Thirty-three genetic variations including fourteen novel ones were found in the SLC22A2 gene from 116 Japanese individuals. The novel variations were as follows: 596C>T (MPJ6_OC2003), 602C>T (MPJ6_OC2004), IVS5+20A>G (MPJ6_OC2010), IVS5-84_-83insG (MPJ6_OC2013), IVS6+30T>C (MPJ6_OC2014), IVS6+146G>T (MPJ6_OC2016), IVS6+179G>T (MPJ6_OC2017), IVS6-16delT (MPJ6_OC2018), 1920G>A (MPJ6_OC2022), 2153G>A (MPJ6_OC2026), 2157C>T (MPJ6_OC2028), 2306T>C (MPJ6_OC2031), 2342+5T>C (the last nucleotide number of mRNA+the position in the 3'-flanking region; MPJ6_OC2032) and 2342+127T>C (MPJ6_OC2033). Six variations were located in the exons, four of which were in the 3'-untranslated region (3'-UTR) of exon 11; six were in the introns; and two were in the 3'-flanking region. The frequencies were 0.802 for IVS5-84_-83insG, 0.013 for 602C>T, 0.009 for 596C>T, and 0.004 for the other 11 variations. Among them, 596C>T and 602C>T resulted in amino acid substitutions (Thr199Ile and Thr201Met, respectively).

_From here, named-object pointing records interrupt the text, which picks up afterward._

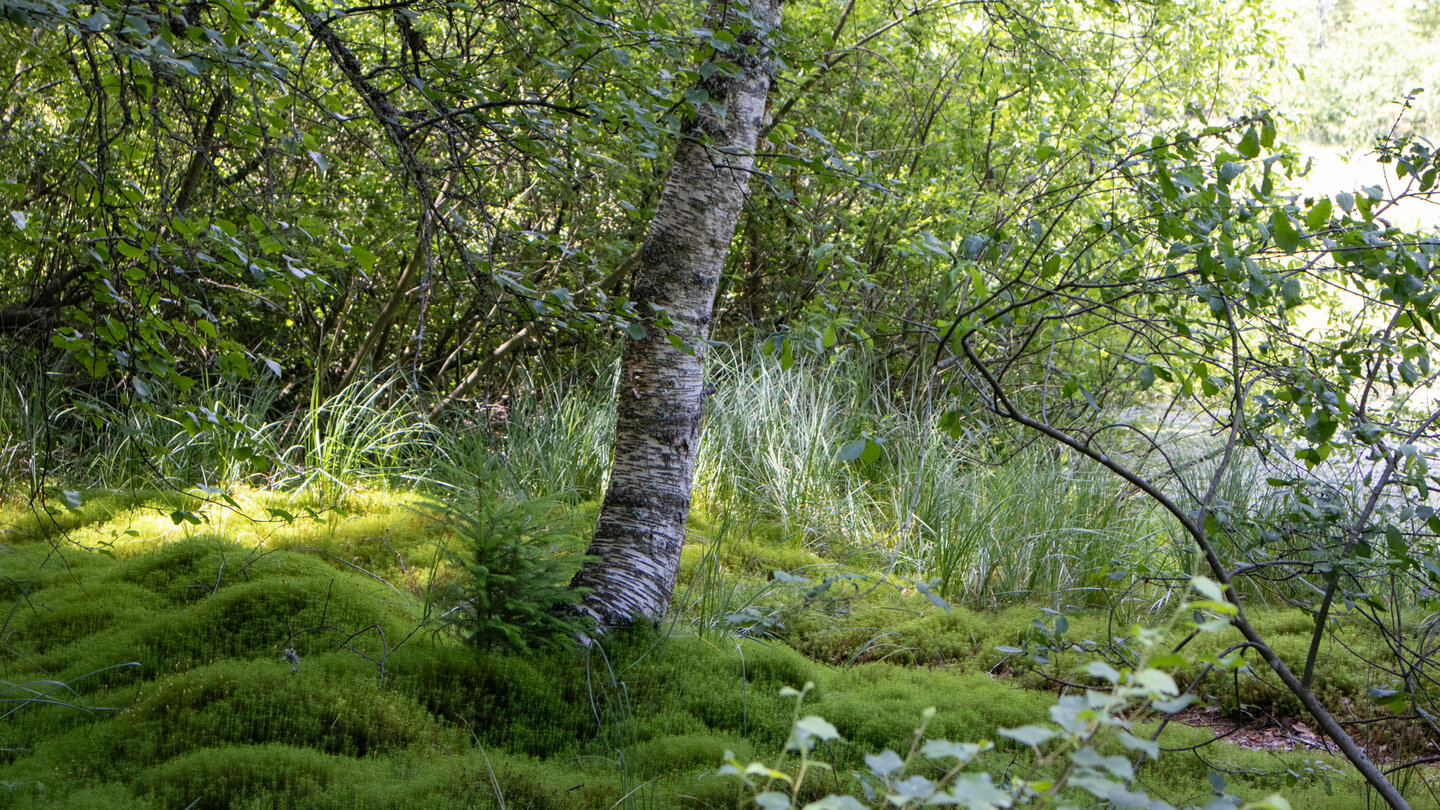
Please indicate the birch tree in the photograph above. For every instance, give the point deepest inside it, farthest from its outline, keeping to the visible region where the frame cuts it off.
(661, 397)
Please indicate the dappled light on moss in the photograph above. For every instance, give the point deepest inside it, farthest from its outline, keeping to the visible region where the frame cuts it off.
(303, 672)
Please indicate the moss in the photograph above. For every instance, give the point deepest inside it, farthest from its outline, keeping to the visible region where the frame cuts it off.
(215, 715)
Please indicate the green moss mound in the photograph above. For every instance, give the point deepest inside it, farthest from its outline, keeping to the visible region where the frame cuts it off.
(306, 670)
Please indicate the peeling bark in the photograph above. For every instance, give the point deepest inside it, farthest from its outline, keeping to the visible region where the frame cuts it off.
(657, 435)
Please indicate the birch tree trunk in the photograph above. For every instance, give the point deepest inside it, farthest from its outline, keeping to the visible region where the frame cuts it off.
(660, 399)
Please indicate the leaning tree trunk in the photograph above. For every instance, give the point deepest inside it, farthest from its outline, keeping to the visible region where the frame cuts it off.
(660, 397)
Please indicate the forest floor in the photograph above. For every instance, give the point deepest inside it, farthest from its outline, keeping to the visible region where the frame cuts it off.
(166, 652)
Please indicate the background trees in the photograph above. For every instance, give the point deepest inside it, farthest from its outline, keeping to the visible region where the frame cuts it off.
(232, 227)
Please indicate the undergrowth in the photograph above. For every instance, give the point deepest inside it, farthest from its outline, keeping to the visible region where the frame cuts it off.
(298, 663)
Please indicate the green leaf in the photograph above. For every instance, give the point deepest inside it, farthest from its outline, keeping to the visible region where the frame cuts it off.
(1286, 237)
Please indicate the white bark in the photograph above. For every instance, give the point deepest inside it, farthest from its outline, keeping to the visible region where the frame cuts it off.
(657, 434)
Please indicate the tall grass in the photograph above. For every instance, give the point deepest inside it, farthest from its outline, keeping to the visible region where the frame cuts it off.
(1037, 525)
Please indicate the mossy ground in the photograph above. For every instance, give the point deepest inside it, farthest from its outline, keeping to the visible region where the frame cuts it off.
(160, 649)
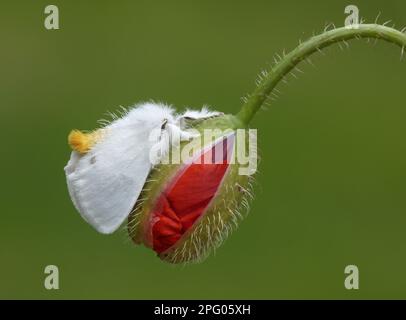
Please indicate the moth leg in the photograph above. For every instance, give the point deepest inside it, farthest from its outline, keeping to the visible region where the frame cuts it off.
(82, 142)
(183, 135)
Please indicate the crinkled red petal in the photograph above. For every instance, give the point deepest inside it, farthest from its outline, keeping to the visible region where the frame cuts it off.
(186, 199)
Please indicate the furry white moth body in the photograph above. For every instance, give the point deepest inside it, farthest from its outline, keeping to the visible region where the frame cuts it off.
(105, 182)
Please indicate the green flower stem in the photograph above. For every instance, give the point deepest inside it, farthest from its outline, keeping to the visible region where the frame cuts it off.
(304, 50)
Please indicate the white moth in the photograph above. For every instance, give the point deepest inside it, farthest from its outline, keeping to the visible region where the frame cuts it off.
(105, 182)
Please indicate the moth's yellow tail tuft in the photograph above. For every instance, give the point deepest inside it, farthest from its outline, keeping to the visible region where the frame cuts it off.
(83, 142)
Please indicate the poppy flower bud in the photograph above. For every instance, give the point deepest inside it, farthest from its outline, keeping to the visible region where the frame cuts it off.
(187, 210)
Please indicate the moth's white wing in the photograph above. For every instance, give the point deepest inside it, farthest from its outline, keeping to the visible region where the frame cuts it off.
(105, 183)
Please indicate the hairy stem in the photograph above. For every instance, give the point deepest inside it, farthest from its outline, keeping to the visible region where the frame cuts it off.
(304, 50)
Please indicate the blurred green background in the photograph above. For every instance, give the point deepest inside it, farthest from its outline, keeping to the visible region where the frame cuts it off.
(331, 188)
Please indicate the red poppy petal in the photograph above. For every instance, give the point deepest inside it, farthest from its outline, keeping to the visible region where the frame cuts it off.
(185, 200)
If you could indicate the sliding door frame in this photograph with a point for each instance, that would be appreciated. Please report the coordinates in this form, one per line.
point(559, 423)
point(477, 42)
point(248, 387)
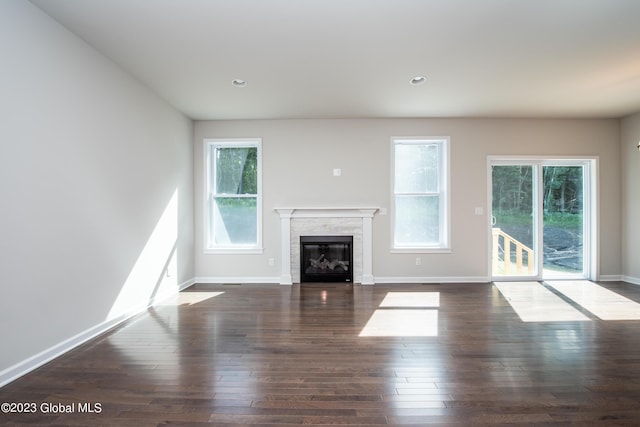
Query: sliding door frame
point(590, 210)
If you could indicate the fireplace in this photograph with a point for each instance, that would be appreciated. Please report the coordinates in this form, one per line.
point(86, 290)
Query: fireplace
point(326, 259)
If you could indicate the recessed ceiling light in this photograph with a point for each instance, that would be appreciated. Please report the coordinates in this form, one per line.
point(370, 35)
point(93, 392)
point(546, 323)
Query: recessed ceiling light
point(418, 80)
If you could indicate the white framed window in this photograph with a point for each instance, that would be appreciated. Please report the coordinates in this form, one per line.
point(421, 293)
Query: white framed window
point(233, 195)
point(420, 168)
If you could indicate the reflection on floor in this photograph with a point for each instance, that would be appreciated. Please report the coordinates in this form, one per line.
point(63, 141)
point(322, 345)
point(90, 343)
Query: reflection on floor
point(405, 314)
point(535, 303)
point(602, 302)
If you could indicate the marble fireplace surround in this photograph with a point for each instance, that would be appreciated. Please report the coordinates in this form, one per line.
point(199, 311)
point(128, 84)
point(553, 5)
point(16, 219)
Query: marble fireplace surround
point(326, 221)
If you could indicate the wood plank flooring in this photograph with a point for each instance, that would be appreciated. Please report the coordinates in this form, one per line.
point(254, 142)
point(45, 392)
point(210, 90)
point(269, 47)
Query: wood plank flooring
point(292, 355)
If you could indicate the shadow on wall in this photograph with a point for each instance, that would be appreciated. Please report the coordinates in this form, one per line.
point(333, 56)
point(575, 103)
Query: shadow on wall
point(154, 275)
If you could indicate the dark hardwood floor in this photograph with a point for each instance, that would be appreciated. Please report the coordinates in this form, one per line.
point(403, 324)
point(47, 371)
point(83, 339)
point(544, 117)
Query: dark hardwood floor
point(291, 355)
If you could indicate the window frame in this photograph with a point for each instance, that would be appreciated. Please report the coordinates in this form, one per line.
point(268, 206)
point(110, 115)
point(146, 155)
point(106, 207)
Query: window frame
point(444, 193)
point(209, 193)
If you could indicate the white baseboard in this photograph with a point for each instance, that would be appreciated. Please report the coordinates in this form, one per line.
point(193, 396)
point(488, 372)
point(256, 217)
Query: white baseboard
point(397, 280)
point(24, 367)
point(610, 278)
point(448, 279)
point(632, 280)
point(237, 279)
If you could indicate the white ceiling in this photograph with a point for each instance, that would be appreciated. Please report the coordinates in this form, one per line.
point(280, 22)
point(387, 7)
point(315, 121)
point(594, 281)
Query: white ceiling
point(354, 58)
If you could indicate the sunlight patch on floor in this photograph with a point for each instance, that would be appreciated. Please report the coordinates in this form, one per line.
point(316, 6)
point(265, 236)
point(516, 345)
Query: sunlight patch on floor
point(600, 301)
point(402, 323)
point(535, 303)
point(188, 298)
point(411, 299)
point(404, 314)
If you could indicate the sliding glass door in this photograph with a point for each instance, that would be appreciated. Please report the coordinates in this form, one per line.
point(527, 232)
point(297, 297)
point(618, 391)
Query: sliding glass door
point(540, 218)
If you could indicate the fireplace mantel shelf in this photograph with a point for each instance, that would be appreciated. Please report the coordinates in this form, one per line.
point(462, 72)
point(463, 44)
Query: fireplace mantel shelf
point(365, 213)
point(328, 211)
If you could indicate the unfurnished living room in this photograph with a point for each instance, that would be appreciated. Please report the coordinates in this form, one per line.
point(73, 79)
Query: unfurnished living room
point(358, 212)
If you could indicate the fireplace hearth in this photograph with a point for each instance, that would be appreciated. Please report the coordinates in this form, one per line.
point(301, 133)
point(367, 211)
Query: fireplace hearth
point(326, 259)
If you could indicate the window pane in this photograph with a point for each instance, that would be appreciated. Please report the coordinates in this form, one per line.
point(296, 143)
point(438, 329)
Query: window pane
point(417, 168)
point(236, 170)
point(235, 220)
point(417, 220)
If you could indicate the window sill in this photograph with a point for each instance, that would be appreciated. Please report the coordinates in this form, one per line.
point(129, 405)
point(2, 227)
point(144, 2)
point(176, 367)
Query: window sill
point(234, 251)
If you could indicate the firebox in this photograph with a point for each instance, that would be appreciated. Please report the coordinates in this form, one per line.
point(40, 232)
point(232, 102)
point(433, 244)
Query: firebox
point(326, 259)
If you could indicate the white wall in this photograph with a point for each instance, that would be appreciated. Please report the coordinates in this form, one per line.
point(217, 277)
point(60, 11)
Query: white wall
point(299, 156)
point(93, 167)
point(629, 139)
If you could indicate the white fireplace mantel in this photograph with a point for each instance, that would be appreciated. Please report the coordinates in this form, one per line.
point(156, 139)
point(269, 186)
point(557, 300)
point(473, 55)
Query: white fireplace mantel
point(287, 214)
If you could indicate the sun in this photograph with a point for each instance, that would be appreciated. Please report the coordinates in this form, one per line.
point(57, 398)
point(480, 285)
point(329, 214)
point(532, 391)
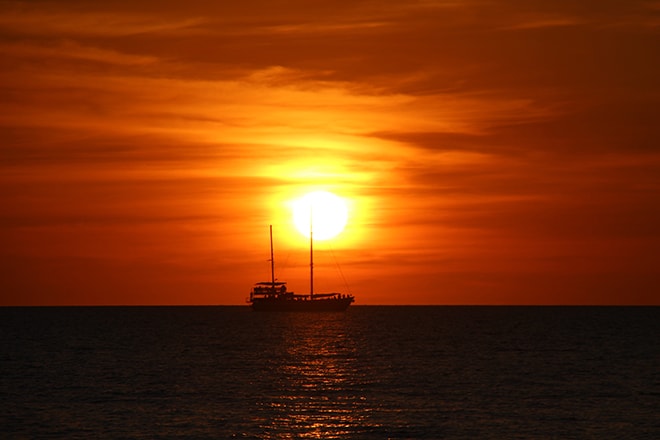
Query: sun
point(323, 212)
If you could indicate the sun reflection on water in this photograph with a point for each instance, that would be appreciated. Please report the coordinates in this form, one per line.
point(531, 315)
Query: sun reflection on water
point(317, 381)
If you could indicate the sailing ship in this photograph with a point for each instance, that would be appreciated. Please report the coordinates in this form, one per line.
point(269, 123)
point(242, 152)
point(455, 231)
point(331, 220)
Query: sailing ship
point(274, 296)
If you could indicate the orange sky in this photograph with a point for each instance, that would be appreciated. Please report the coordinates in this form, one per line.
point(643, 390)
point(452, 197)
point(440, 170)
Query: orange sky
point(491, 152)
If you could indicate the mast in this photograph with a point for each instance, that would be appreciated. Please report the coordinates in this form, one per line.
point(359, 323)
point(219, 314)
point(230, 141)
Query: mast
point(272, 260)
point(311, 256)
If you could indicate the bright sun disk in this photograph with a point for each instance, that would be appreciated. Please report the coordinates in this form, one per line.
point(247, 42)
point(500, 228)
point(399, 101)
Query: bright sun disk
point(324, 212)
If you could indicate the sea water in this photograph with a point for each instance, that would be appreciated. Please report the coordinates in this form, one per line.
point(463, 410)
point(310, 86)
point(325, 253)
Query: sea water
point(367, 373)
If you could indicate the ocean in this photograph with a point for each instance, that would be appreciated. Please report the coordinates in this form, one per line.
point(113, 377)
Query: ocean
point(367, 373)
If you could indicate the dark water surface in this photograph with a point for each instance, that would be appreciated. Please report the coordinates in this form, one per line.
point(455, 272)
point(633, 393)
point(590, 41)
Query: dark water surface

在116名日本个体的SLC22A2基因中发现了33个基因变异,其中包括14个新的变异。新变异如下:596C>T(MPJ6_OC2003)、602C>T(MPJ6_OC2004)、IVS5+20A>G(MPJ6_OC2010)、IVS5-84_-83insG(MPJ6_OC2013)、IVS6+30T>C(MPJ6_OC2014)、IVS6+146G>T(MPJ6_OC2016)、IVS6+179G>T(MPJ6_OC2017)、IVS6-16delT(MPJ6_OC2018)、1920G>A(MPJ6_OC2022)、2153G>A(MPJ6_OC2026)、2157C>T(MPJ6_OC2028)、2306T>C(MPJ6_OC2031)、2342+5T>C(mRNA的最后一个核苷酸编号+3'侧翼区域中的位置;MPJ6_OC2032)和2342+127T>C(MPJ6_OC2033)。6个变异位于外显子中,其中4个在外显子11的3'非翻译区(3'-UTR);6个在内含子中;2个在3'侧翼区域。IVS5-84_-83insG的频率为0.802,602C>T的频率为0.013,596C>T的频率为0.009以及其他11个变异的频率为0.004。其中,596C>T和602C>T导致了氨基酸替换(分别为Thr-199Ile和Thr-201Met)。